La concepción del mundo en el pasado remoto partía de una
visión miope de la realidad ¿El sol estaba más cerca de la Tierra “plana” que la
Luna, o viceversa? Se preguntaban algunos.
Cabe citar aquí una anécdota de la segunda mitad del siglo XX,
cuando cierta persona, a la cual yo consideraba como un hombre culto, me
preguntó inocentemente cierta vez: “Ladislao, ¿qué se encuentra más cerca de la
Tierra, el Sol o la Luna? Creo que no es el único que se planteó y plantea aún
hoy, ya en el siglo XXI, este interrogante.
¿Qué podemos pensar entonces de los cazadores de mamuts de
hace cien mil años antes de la venida del “Salvador de toda la humanidad”
Jesucristo, según los Evangelios, tanto apócrifos como canónicos; desde el
pitecántropo, hasta el actual Homo sapiens según la ciencia?

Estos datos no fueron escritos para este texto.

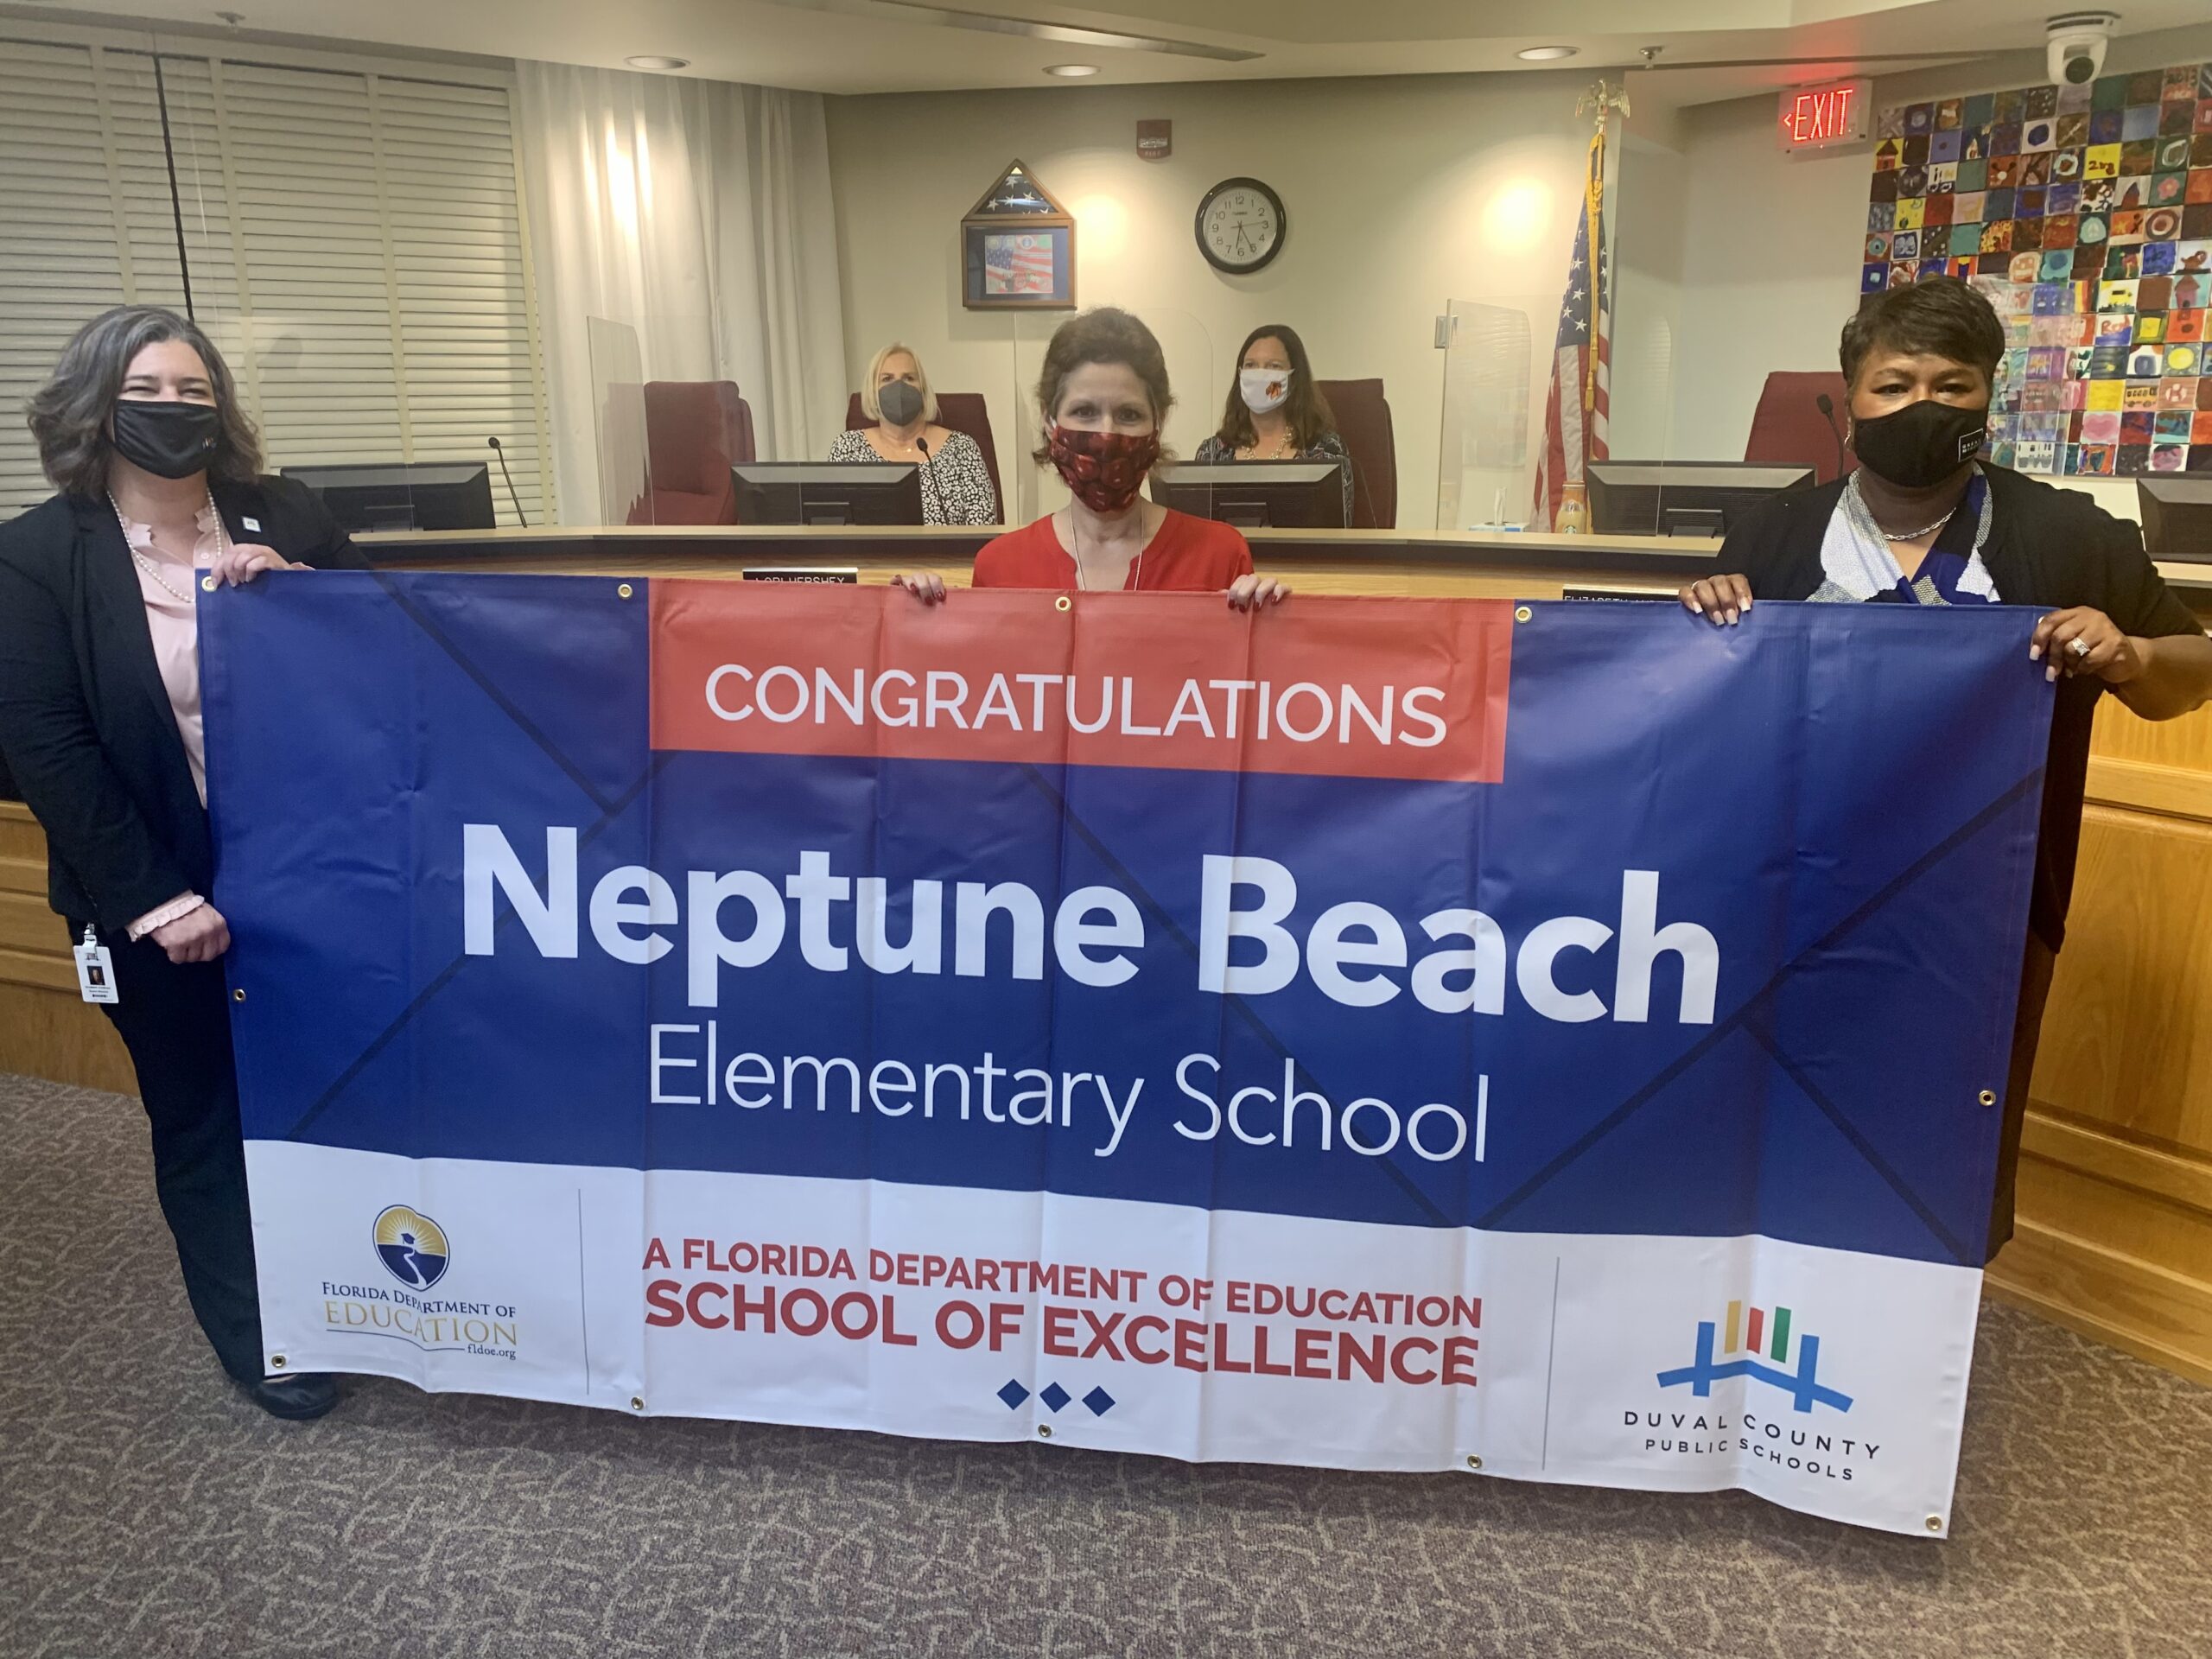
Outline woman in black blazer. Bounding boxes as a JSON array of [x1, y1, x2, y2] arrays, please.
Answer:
[[0, 305, 364, 1419], [1679, 277, 2211, 1265]]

¿Cuántas cosmogonías del pasado podríamos contabilizar? Sin
duda llenaríamos interminables y gruesos volúmenes si nos propusiéramos perder
el tiempo en esas banalidades, salvo editar libros para poder vivir de sus
ventas a costa de aquellos a quienes les gustan las fantasías y las
pseudociencias.
Pero bueno, tanto las invenciones fantasiosas, como la
edición de libros, pueden ser unos de tantos motivos existenciales, tanto para
los escritores de ciencia ficción, como para los editores con sus consiguientes
ganancias, a costa de sus lectores.
Pienso también que las cosmologías pueden ser un buen
entretenimiento para muchos que gustan leer mitología. Y las teologías que no
escapan un ápice de esas fantasías, en su pretensión de explicar la existencia
del universo, pueden llenar muchos vacíos existenciales tanto de sus inventores
como de sus “consumidores”, pues permiten dormir en paz, frente a la angustia
existencial generada por una falta de sentido de la vida.

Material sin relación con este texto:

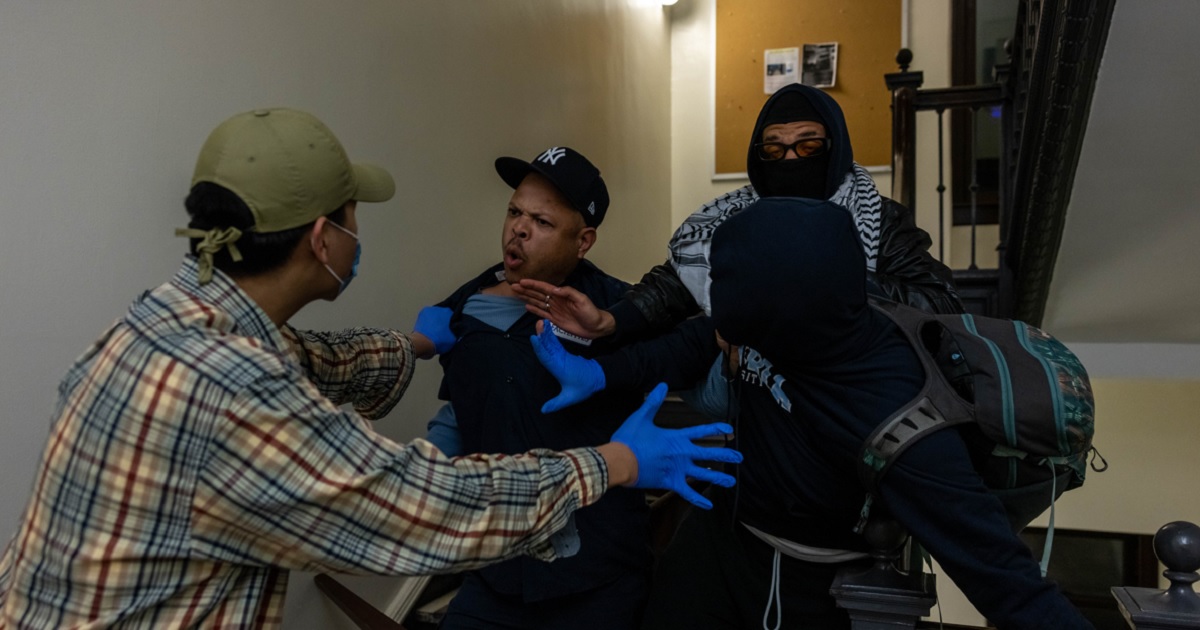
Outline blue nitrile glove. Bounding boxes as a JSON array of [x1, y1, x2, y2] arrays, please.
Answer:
[[531, 320, 606, 413], [611, 383, 742, 510], [414, 306, 456, 355]]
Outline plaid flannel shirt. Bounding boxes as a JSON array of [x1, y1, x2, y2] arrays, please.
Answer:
[[0, 257, 607, 629]]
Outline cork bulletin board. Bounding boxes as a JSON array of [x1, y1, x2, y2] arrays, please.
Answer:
[[715, 0, 901, 174]]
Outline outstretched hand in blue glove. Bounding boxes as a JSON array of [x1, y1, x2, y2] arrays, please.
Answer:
[[612, 383, 741, 510], [531, 321, 606, 413], [414, 306, 457, 355]]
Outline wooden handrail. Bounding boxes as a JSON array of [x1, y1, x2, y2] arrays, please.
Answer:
[[314, 573, 407, 630], [912, 85, 1003, 110]]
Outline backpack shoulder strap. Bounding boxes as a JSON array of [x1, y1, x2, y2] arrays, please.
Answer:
[[858, 300, 975, 496]]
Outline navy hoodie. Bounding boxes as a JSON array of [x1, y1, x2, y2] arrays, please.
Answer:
[[709, 197, 922, 550], [708, 199, 1094, 629]]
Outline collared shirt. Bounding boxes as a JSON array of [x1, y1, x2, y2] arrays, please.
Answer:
[[0, 257, 607, 629]]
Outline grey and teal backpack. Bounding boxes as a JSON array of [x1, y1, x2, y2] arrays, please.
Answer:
[[856, 298, 1102, 569]]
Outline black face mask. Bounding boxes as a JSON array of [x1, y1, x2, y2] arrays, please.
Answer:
[[758, 153, 830, 199]]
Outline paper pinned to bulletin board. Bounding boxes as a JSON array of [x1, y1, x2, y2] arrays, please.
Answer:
[[764, 47, 799, 94], [715, 0, 901, 174], [802, 43, 839, 88]]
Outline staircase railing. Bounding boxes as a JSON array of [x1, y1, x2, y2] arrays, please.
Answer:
[[886, 0, 1117, 325], [833, 1, 1126, 626], [886, 49, 1012, 318]]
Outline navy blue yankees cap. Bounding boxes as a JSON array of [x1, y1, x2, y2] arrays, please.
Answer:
[[495, 146, 610, 228]]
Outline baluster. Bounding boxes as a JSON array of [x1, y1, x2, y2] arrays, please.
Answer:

Sin embargo, en mi caso y el de varios de mis lectores, eso
no es necesario, y nos conformamos plenamente con la ausencia de todo ser
supremo habido y por haber, confiados en la sana Ciencia Experimental y en la
benefactora Tecnología abarcando todo lo que requiere el hombre sobre su
planeta: salud, longevidad, comodidad, seguridad, prosperidad... y otras
carreras existenciales.
Así, por una parte, los creyentes pueden vivir en paz con sus
dioses, diosas y diositos; mientras que los ateos de moral intachable, pueden
hacer lo propio sin remordimiento de conciencia alguno por no comulgar con los
devotos, y esta armonía es lo que propongo en este escrito para toda criatura
humana nacida en este planeta, como bien ya lo he expresado en mi último libro
editado con el sugestivo título: Mi visión de la vida y el mundo.

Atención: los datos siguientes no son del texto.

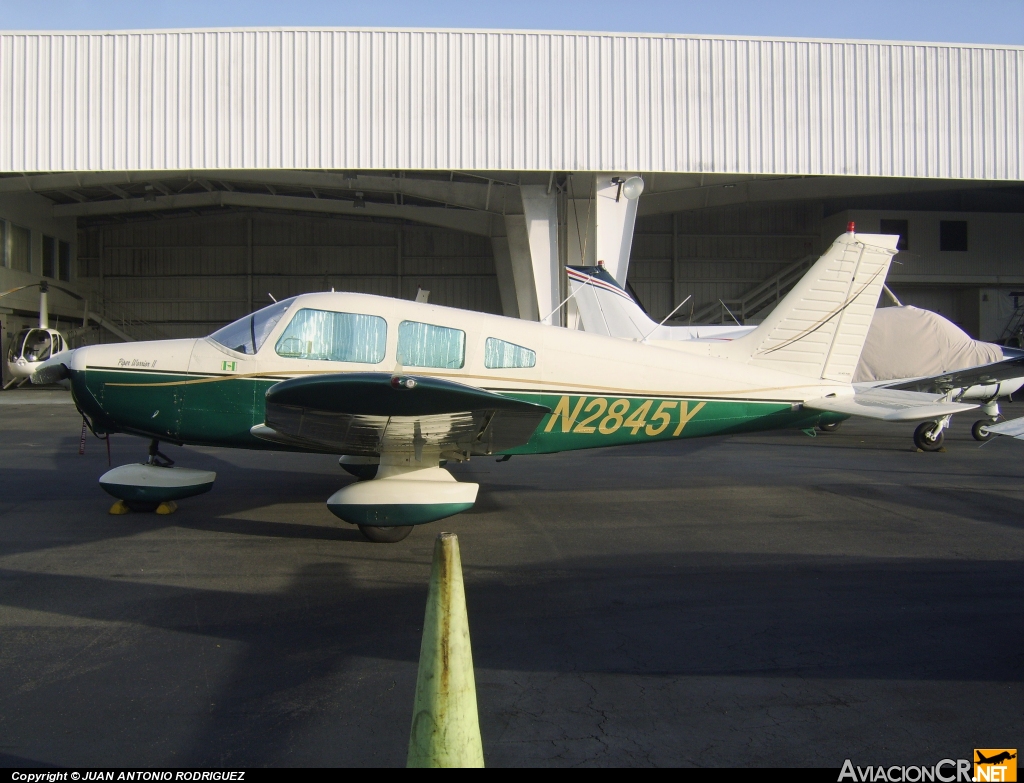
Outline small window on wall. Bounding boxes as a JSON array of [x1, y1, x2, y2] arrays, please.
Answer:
[[879, 219, 909, 251], [9, 225, 30, 272], [58, 241, 71, 281], [940, 221, 968, 252], [397, 321, 465, 369], [42, 236, 56, 278], [275, 309, 387, 363], [484, 337, 536, 369]]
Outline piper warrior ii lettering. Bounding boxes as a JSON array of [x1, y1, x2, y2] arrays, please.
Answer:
[[34, 228, 1010, 543]]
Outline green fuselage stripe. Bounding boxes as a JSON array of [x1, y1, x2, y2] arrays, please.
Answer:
[[71, 368, 837, 454]]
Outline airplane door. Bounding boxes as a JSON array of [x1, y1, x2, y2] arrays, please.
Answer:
[[181, 340, 258, 446]]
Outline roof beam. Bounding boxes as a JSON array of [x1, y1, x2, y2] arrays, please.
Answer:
[[51, 190, 493, 236], [0, 169, 522, 214], [637, 176, 1000, 215]]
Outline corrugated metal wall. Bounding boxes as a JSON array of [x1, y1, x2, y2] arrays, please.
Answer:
[[78, 211, 500, 339], [628, 203, 823, 319], [2, 29, 1021, 178]]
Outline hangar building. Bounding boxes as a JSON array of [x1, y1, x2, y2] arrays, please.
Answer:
[[1, 27, 1022, 379]]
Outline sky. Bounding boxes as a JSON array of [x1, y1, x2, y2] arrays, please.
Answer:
[[0, 0, 1022, 45]]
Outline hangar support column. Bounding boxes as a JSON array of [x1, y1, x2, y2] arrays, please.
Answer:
[[497, 176, 642, 325], [499, 185, 560, 323], [592, 174, 642, 286]]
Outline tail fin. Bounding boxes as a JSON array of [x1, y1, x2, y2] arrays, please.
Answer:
[[566, 265, 655, 340], [728, 229, 899, 381]]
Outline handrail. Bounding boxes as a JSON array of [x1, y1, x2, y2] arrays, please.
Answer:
[[91, 292, 170, 342], [688, 253, 816, 324]]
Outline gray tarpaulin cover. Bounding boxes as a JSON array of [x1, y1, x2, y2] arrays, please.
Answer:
[[853, 306, 1004, 383]]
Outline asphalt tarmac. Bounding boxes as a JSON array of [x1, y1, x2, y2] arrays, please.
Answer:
[[1, 388, 1021, 767]]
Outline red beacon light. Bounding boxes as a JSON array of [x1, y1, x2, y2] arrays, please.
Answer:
[[847, 221, 856, 234]]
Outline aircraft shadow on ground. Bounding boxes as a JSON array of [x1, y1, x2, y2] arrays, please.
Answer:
[[0, 550, 1021, 765]]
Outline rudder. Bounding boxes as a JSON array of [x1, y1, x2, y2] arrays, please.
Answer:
[[727, 227, 899, 381]]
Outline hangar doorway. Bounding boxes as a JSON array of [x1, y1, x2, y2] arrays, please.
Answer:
[[76, 209, 501, 343]]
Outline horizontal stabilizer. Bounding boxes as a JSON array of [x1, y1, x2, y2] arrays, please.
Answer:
[[984, 417, 1024, 439], [805, 388, 977, 422]]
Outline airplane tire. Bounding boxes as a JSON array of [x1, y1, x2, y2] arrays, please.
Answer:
[[914, 422, 944, 452], [124, 500, 160, 513], [358, 524, 414, 543], [971, 420, 996, 442], [817, 421, 842, 432]]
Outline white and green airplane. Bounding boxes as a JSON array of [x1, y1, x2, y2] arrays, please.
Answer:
[[35, 227, 980, 542]]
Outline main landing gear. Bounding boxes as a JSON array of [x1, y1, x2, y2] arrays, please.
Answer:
[[330, 453, 478, 543], [914, 419, 947, 452]]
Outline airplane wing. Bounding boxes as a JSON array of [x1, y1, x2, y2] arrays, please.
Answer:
[[251, 372, 550, 458], [983, 416, 1024, 439], [804, 388, 978, 422], [881, 354, 1024, 394]]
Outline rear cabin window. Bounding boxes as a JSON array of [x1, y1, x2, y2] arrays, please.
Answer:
[[276, 309, 387, 363], [484, 337, 536, 369], [397, 321, 465, 369]]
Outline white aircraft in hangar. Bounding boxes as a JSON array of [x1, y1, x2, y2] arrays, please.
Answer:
[[567, 237, 1024, 452], [34, 227, 1012, 543]]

Lo grave, lo reprobable, lo lamentable, es cuando un bando
creyente pretende arrasar al otro no creyente, fanatismo de por medio, para
imponer sus ideas de prepo. Para esto está la palabra y solo la palabra de la
mano de la sana razón y no la espada, la munición, ni los misiles.
La convivencia pacífica entre ateos, agnósticos y religiosos
y... religiosos con otros religiosos de distintos credos, debe reinar siempre en
el mundo. La convivencia ideológica y religiosa es esencial para la marcha de la
humanidad, de lo contrario ésta puede derivar en una “bolsa de gatos”.